Kime cevap verirse eğer Peygamberimiz,
Onun seyyid olduğu, anlaşılsın şüphesiz.)
(Çok garip bir iddia) diyerek o kimseler,
Yüzlerini, Ravda’ya döndürdüler bu sefer.
(Esselamü aleyke ya ceddi!) dedi hepsi.
Lakin işitmediler Ravda’dan cevap sesi.
Sıra, Emir Sultan’a gelmişti ki, o anda,
(Esselamü aleyke ya ceddi!) dedi o da.
Bizzat cevap verdiler selama Fahr-i âlem.

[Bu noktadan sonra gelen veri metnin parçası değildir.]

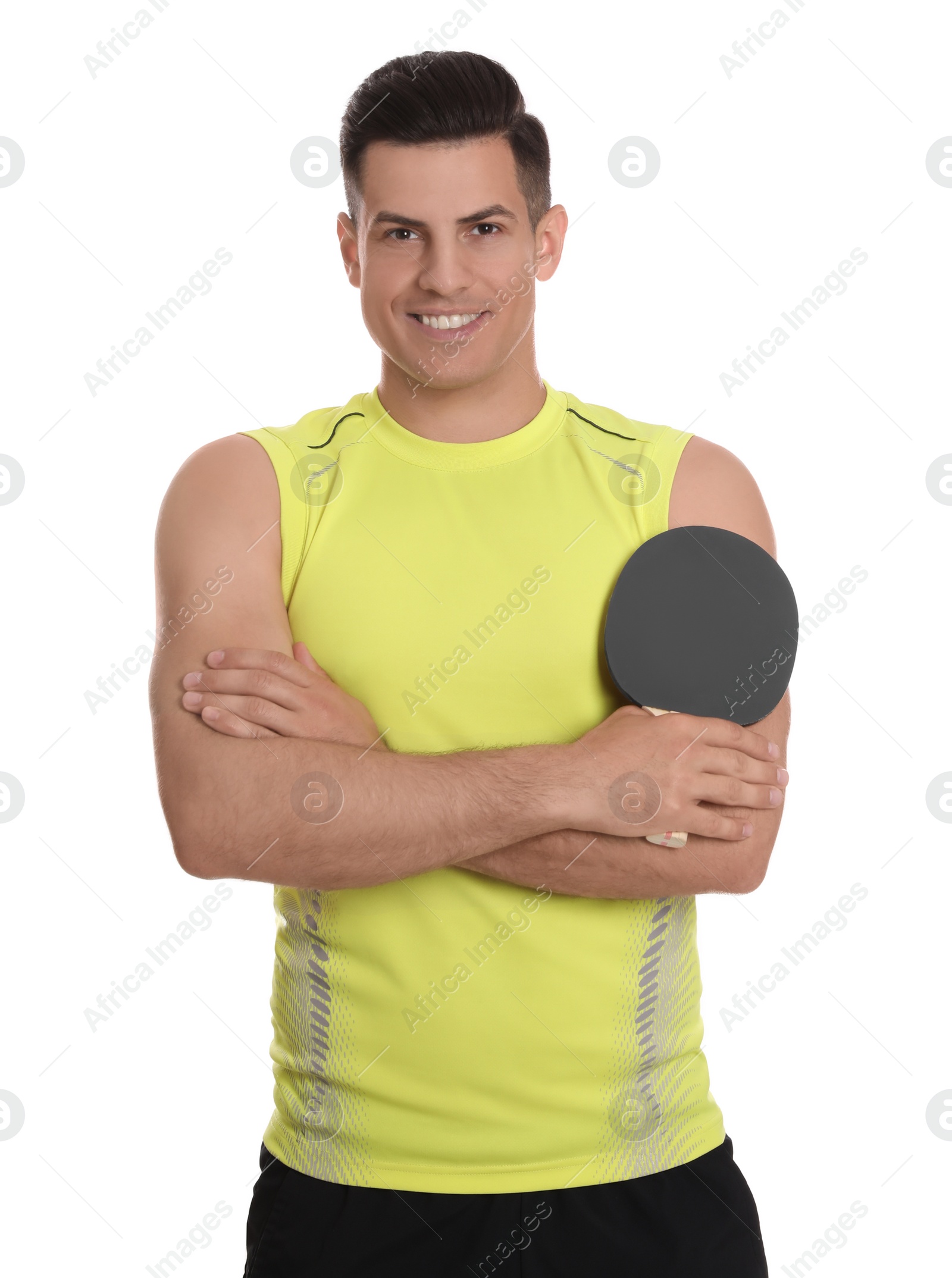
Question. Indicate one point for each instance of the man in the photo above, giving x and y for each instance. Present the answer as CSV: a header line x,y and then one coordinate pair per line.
x,y
486,998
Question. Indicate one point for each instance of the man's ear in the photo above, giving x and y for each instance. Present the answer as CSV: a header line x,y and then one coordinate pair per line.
x,y
550,238
347,234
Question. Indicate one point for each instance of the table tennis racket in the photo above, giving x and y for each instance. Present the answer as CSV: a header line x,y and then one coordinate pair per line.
x,y
702,622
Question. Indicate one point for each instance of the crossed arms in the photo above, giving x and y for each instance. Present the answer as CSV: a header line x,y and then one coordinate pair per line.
x,y
233,739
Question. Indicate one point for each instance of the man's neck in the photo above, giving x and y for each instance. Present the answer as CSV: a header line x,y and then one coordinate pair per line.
x,y
500,404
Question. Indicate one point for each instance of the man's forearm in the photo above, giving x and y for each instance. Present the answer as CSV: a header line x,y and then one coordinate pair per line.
x,y
577,863
321,815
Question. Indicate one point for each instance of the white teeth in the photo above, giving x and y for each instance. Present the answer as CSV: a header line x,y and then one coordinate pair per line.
x,y
449,321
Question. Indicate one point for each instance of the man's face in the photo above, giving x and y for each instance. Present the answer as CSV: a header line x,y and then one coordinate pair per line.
x,y
445,257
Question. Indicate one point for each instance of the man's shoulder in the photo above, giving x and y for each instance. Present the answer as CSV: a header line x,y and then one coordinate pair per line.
x,y
317,430
610,422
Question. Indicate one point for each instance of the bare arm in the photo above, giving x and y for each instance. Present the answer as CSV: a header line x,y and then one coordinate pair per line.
x,y
711,487
237,806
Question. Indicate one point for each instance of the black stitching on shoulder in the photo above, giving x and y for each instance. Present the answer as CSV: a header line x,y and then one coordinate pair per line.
x,y
333,433
605,428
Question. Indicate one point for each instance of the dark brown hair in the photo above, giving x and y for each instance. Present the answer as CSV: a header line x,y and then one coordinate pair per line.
x,y
445,96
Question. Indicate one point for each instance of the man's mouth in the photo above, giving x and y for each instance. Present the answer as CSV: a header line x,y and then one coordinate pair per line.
x,y
444,322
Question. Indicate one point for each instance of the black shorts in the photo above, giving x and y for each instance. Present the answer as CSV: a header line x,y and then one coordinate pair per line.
x,y
698,1220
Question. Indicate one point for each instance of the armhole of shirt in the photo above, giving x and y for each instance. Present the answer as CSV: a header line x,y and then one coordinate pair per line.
x,y
665,452
295,513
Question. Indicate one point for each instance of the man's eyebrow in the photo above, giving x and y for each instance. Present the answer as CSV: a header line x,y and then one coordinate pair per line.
x,y
480,217
485,214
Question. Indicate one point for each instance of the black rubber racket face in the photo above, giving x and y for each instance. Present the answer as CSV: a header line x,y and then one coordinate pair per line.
x,y
702,622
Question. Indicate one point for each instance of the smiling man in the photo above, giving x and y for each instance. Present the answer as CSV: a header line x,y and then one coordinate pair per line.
x,y
486,994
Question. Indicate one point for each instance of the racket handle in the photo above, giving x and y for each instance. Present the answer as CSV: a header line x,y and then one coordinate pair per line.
x,y
671,838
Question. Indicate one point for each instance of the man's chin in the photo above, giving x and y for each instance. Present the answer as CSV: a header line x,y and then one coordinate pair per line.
x,y
445,372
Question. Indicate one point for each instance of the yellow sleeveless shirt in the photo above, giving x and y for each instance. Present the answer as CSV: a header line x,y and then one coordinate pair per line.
x,y
453,1033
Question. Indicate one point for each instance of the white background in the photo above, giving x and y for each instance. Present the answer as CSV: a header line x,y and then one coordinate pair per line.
x,y
768,179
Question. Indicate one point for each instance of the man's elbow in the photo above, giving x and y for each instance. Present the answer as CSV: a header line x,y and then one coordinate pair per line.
x,y
750,868
196,849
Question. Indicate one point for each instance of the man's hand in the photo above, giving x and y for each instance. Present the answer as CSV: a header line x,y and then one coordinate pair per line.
x,y
659,773
251,692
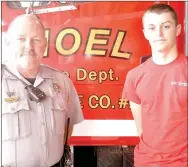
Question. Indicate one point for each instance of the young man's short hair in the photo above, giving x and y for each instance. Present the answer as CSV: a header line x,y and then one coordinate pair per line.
x,y
162,8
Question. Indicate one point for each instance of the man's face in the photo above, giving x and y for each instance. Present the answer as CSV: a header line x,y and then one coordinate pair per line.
x,y
27,42
161,31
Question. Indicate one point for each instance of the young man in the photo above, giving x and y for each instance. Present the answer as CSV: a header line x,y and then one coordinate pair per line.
x,y
33,132
157,91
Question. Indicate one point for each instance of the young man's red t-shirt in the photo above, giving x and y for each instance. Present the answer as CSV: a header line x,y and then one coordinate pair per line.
x,y
161,90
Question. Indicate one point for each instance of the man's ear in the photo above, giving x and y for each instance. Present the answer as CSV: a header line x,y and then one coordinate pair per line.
x,y
178,29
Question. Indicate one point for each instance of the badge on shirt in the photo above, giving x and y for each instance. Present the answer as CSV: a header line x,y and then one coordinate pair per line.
x,y
11,97
56,87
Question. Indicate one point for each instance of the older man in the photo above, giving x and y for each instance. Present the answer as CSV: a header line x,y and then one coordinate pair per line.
x,y
33,131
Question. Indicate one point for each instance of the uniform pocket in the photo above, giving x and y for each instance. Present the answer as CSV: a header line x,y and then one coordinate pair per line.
x,y
16,122
58,117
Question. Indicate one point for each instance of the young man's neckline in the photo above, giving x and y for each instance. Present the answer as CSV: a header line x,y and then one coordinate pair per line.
x,y
165,65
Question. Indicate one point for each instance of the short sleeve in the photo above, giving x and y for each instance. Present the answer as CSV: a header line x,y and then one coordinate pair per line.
x,y
129,90
74,107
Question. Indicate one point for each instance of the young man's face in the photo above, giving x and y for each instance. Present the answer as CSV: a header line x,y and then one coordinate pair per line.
x,y
27,42
161,31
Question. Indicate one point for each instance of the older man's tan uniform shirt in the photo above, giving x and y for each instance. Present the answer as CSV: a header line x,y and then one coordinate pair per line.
x,y
33,133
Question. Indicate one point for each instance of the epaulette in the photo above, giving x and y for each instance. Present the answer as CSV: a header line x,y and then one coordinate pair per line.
x,y
54,69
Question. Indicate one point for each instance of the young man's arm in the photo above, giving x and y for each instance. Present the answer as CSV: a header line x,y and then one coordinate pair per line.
x,y
136,112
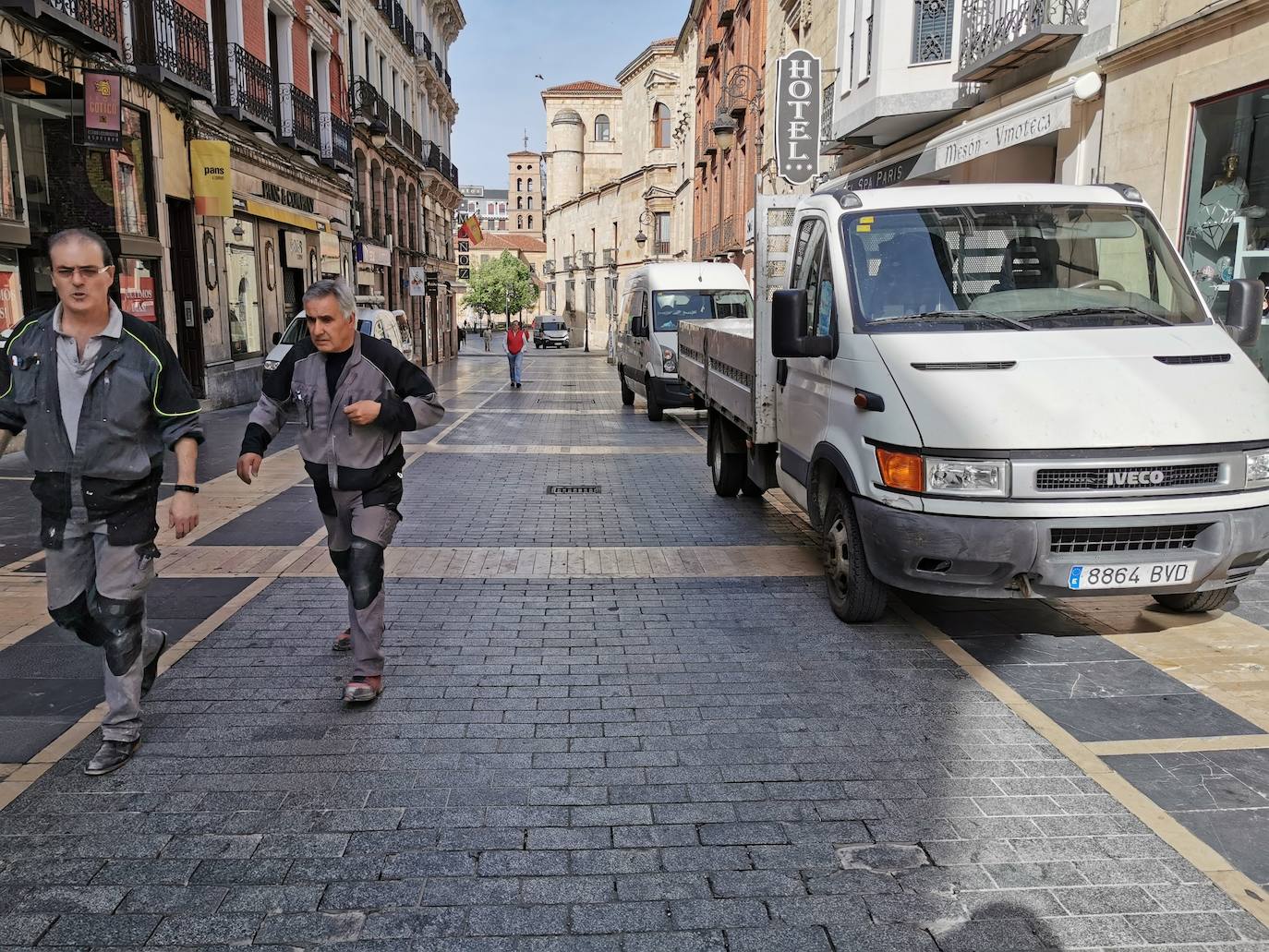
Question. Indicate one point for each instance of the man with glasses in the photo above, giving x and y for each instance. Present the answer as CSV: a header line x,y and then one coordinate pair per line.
x,y
101,396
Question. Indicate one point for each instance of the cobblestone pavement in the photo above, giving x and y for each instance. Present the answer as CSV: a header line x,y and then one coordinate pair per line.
x,y
636,765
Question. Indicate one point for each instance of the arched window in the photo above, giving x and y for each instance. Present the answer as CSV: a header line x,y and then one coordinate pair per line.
x,y
660,126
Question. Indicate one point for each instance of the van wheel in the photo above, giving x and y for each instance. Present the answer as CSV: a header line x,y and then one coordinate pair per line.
x,y
726,468
854,592
654,409
1194,602
627,393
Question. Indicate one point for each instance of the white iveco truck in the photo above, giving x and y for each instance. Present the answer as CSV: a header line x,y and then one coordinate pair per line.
x,y
995,392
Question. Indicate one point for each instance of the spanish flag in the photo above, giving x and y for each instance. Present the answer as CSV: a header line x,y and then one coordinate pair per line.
x,y
471,231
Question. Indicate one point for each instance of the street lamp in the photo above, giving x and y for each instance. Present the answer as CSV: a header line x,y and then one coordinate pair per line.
x,y
743,90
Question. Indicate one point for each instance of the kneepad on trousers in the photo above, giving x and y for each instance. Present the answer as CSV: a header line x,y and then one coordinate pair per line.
x,y
366,572
112,623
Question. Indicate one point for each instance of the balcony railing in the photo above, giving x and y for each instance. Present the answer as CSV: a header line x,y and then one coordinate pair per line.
x,y
997,34
297,119
245,88
170,44
336,142
95,23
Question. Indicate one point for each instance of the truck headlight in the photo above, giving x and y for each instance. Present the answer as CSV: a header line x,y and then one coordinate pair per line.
x,y
977,477
1258,468
920,474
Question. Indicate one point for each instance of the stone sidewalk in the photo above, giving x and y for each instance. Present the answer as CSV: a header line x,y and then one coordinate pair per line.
x,y
641,765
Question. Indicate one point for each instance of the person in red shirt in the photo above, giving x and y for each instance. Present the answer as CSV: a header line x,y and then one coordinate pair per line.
x,y
516,338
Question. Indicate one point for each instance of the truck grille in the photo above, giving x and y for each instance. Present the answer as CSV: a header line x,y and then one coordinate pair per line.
x,y
1129,477
1125,538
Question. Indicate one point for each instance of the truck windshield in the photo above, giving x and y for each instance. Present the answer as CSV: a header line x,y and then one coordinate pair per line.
x,y
674,306
1010,268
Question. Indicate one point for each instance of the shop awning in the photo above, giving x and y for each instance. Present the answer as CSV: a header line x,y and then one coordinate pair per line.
x,y
1025,121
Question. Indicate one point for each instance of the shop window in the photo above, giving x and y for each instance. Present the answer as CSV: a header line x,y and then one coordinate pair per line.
x,y
244,288
1226,231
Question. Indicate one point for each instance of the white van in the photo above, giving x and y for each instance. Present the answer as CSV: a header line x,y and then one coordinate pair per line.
x,y
375,322
659,295
994,392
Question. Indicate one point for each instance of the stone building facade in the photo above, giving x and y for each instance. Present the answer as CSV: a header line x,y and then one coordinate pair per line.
x,y
617,159
1186,122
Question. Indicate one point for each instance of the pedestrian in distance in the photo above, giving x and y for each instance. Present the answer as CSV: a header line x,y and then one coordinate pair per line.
x,y
516,338
101,396
356,396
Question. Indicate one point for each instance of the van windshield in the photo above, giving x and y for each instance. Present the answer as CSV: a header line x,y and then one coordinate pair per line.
x,y
674,306
1027,267
296,331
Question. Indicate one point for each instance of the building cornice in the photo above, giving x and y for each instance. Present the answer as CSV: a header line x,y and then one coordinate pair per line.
x,y
1215,17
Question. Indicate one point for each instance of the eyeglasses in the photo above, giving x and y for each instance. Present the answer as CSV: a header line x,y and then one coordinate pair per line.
x,y
84,271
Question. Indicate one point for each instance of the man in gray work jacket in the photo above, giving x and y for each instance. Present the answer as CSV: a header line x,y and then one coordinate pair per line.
x,y
356,396
101,396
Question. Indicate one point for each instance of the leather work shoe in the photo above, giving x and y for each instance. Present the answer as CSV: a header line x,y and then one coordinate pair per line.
x,y
111,756
151,670
363,690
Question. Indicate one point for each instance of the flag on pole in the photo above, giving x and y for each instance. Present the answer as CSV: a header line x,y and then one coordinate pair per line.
x,y
471,230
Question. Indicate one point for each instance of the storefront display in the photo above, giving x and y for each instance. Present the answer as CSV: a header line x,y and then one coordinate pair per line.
x,y
244,288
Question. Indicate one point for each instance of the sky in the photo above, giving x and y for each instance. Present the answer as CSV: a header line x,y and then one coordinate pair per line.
x,y
506,42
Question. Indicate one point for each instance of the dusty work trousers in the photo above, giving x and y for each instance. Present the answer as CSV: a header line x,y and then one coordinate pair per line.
x,y
348,528
85,562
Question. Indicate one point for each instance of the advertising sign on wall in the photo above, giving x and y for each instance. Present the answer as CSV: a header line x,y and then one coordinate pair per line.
x,y
797,117
210,170
102,109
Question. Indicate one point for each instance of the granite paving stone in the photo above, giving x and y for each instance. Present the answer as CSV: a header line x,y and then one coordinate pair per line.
x,y
567,763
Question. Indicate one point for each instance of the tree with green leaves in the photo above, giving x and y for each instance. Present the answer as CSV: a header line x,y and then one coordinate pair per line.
x,y
502,284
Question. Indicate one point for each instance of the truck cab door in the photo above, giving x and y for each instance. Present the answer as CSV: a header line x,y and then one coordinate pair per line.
x,y
804,396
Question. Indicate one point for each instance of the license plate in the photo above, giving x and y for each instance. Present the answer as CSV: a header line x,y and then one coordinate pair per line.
x,y
1130,576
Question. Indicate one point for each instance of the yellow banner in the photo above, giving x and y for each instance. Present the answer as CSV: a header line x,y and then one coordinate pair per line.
x,y
210,168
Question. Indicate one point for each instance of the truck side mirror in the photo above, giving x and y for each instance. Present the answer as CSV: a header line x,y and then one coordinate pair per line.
x,y
1242,311
788,316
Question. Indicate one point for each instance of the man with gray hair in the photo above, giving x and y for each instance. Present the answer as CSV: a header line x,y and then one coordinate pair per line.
x,y
356,396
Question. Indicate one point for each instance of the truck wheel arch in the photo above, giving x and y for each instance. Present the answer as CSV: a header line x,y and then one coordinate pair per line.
x,y
828,467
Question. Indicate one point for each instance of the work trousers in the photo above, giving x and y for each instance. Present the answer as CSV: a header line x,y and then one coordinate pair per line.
x,y
357,536
85,568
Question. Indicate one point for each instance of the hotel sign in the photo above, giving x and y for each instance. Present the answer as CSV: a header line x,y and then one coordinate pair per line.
x,y
1014,129
797,117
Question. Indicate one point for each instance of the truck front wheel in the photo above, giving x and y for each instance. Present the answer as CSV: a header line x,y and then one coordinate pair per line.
x,y
854,593
726,468
1194,602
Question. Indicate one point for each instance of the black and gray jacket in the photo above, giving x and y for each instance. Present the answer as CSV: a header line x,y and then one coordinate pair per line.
x,y
336,452
138,403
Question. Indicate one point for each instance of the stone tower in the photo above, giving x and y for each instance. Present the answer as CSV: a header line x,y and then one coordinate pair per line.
x,y
526,211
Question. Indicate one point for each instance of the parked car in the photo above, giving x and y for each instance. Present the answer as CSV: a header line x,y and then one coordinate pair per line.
x,y
373,322
550,331
993,392
657,298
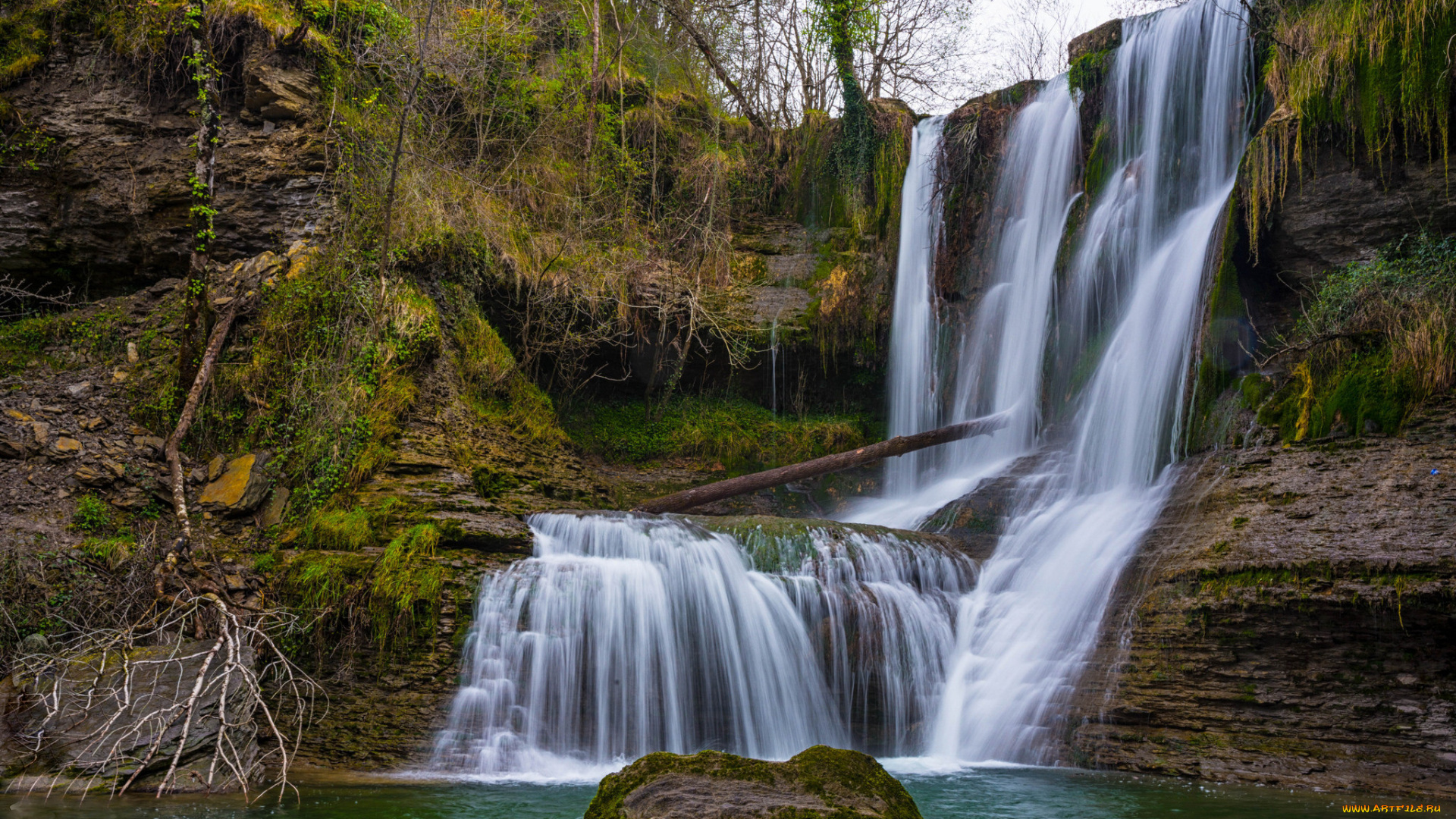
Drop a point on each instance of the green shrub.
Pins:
(733, 431)
(109, 551)
(92, 515)
(338, 529)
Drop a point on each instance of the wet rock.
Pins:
(278, 93)
(39, 433)
(92, 477)
(273, 510)
(64, 447)
(1104, 37)
(239, 488)
(820, 783)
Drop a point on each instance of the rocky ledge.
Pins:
(1289, 623)
(820, 783)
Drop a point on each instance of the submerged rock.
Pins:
(819, 783)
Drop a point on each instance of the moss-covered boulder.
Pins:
(819, 783)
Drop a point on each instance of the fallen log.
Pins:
(836, 463)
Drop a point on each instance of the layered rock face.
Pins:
(1291, 623)
(104, 206)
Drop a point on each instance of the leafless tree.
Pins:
(1031, 39)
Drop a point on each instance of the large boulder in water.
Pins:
(819, 783)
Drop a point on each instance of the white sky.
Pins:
(995, 20)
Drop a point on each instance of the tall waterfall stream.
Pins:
(629, 634)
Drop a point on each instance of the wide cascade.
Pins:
(626, 634)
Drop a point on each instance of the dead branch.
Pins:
(756, 482)
(194, 397)
(104, 697)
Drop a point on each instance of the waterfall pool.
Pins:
(984, 793)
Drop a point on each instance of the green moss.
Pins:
(821, 771)
(1207, 426)
(337, 529)
(321, 583)
(1254, 390)
(405, 580)
(737, 433)
(1088, 71)
(91, 515)
(109, 551)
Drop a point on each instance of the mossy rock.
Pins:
(820, 783)
(783, 544)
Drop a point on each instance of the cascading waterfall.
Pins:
(629, 634)
(625, 635)
(1178, 130)
(998, 365)
(913, 327)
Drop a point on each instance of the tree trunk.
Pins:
(756, 482)
(400, 146)
(201, 210)
(855, 134)
(194, 398)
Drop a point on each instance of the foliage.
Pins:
(737, 433)
(405, 580)
(109, 551)
(92, 515)
(1088, 71)
(1378, 338)
(1372, 72)
(337, 529)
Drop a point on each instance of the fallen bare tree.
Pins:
(899, 445)
(112, 708)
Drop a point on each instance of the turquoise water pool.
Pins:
(979, 793)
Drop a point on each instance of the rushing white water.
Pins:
(625, 635)
(1178, 130)
(998, 365)
(912, 384)
(629, 634)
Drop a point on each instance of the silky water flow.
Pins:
(628, 634)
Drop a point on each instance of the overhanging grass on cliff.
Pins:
(737, 433)
(1373, 343)
(1372, 74)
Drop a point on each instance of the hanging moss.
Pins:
(1090, 69)
(1373, 74)
(1218, 366)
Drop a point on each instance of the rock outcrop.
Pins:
(104, 207)
(1291, 623)
(820, 783)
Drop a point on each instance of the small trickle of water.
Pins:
(626, 634)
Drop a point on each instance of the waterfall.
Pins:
(913, 327)
(998, 363)
(628, 634)
(622, 635)
(1177, 104)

Resulün bu sesini, işitti cümlesi hem.
(İstediğin odada kalabilirsin) diye,
İltifat eylediler o zaman bu veliye.
Sonra Emir Buhari, yerleşti bir odaya.
Ziyaret ediyordu ceddini doya doya.
O, düşünür idi ki, hep burada kalmayı,
Gördü bir gün rüyada, Resul-i kibriyayı.
Hazret-i Ali ile dururlardı yan yana.
O da gidip, edeple diz çöktü yanlarına.
Ona, hazret-i Ali buyurdu ki: (Ey oğlum!
Şimdi sana mühim bir vazife veriyorum.
Ceddin Resulullahın dinini tebliğ için,
Rum diyarına git ki, budur o mühim işin.
Önünde ilerleyen, üç kandil belirecek.
Onları takip et ki, sana yol gösterecek.
O kandiller, nerede dururlarsa, dur ve in.
Gitme daha ileri, oradır irşad yerin.)
Emir Sultan, uyandı ve (Hayırdır inşallah!)
Diyerek hazırlanıp, yola çıktı o sabah.
Üç kandili takiben, geldi Bursa’ya kadar,
Kandiller kaybolunca, o yerde kıldı karar.